Natural law is assumed throughout my comments on conscience and authority. If there were no natural law, we would have no basis for arriving at judgments of right and wrong — we could only have blind intuitions, authoritative declarations or some combination of the two. Morality would seem totally random to us; we could have no insight into why something was right or wrong.

The possibility of "burying" or suppressing innate knowledge of right and wrong is of course always an ever-present factor to be contended with.
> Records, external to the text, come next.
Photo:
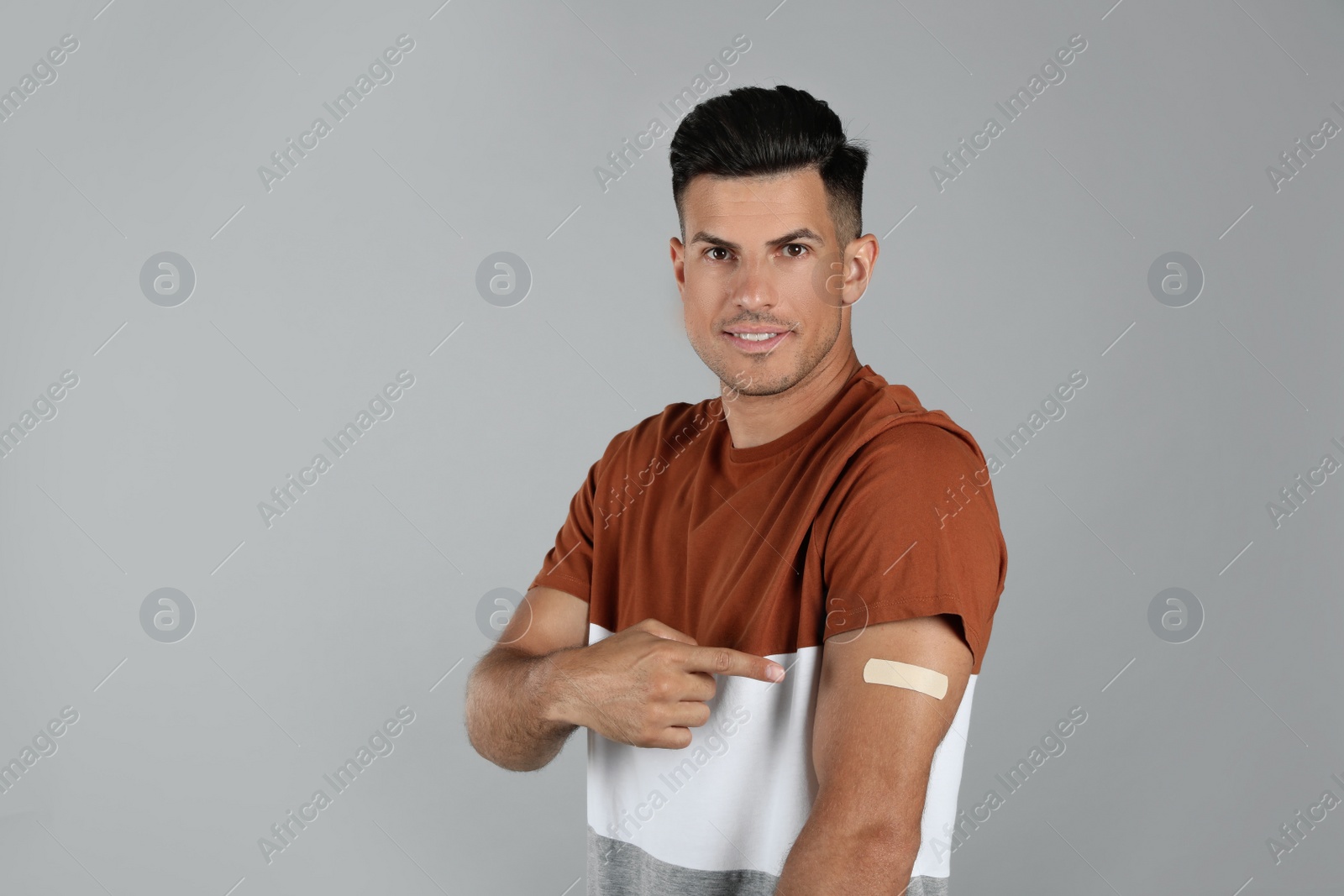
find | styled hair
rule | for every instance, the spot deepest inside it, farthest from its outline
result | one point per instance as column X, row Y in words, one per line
column 757, row 130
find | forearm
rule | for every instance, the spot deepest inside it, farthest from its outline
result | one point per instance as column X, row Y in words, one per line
column 832, row 859
column 517, row 708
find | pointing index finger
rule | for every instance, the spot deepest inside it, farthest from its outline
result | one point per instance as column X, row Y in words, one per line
column 726, row 661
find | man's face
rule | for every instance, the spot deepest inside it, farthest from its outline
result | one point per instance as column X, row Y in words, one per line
column 754, row 277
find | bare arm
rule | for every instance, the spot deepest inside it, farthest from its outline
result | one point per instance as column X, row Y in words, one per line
column 515, row 700
column 645, row 685
column 873, row 750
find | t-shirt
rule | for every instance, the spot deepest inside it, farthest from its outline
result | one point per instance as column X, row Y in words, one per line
column 874, row 510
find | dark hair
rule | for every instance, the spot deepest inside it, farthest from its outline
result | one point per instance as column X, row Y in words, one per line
column 757, row 130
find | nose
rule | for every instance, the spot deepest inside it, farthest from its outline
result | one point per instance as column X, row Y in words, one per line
column 753, row 288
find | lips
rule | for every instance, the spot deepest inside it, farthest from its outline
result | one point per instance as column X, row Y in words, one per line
column 756, row 345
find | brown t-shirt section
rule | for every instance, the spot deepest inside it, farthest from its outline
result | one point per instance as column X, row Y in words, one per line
column 873, row 511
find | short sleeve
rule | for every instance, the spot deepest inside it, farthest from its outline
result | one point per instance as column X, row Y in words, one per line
column 911, row 530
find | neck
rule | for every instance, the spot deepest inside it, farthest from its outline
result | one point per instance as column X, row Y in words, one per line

To the extent that one is culpable for the false conclusions one arrives at, one has deliberately avoided reaching, or has at least sabotaged, one's "last best" judgment about the right thing to do.

To that extent, one is culpable for misforming one's conscience and therefore to that extent for the false judgments one arrives at — what is called "vincible" ignorance — and the sinful acts one commits in that state.

However, the disfiguring effects of original sin upon the faculties — what Catholic theology calls concupiscence — are also an important factor impeding us from coming to a knowledge of the truth, even the truth written on our hearts. Because of this, it can be difficult or even impossible for us to ascertain the extent to which our own acts of suppression, as opposed to the innate brokenness of our fallen condition, are responsible for our flawed knowledge of moral truth.

So, while it's true that the moral law is written on our hearts so that we have knowledge of the truth, it's also true that our intellects have been darkened by original sin, and this darkened condition is part of the concupiscent weakness that, even after original sin is washed away by baptism and we are reborn in Christ, makes it hard for us to attain, understand and retain spiritual truth in the fulness of its beauty and integrity.

This is why we need proper formation, as well as the illumination of regeneration, to help compensate for, correct and transcend the limitations of our broken ability to interpret correctly the truths written on our hearts. Ignorance of this sort, for which one is not culpable, is called "invicible" ignorance.

Thus, for example, we can't necessarily say with confidence that a Protestant raised in a culture where acceptance of contraception is unanimous, or a Muslim raised with acceptance of polygamy, etc., is personally culpable for suppressing his conscience on these points — i.e., that his ignorance is vincible rather than invincible. Unanimous cultural consensus carries significant moral authority, and in the absence of adequate formation the truths written on our hearts may not come across with sufficient clarity to the darkened intellect to empower the individual to challenge his culture.

Or again they may, by God's grace, for a particular person. But it's for God alone to judge that in a particular case a person is necessarily culpable for burying the witness of his conscience. Even when it comes to more disturbing practices or institutions (female genital mutilation or male castration, for instance, or even human sacrifice), ascertaining the moral culpability of individuals is not for use to judge.

I'm not denying that individuals in such cultures, or some individuals, may know somewhere deep down that these things are wrong, and may be culpable for suppressing such knowledge of the truth as they may find written on their hearts. I'm saying that concupiscence complicates things, and only God can can ascertain the vincibility or invicibility of particular errors, the culpability or inculpability of a particular person's failure to discern truths written on our hearts.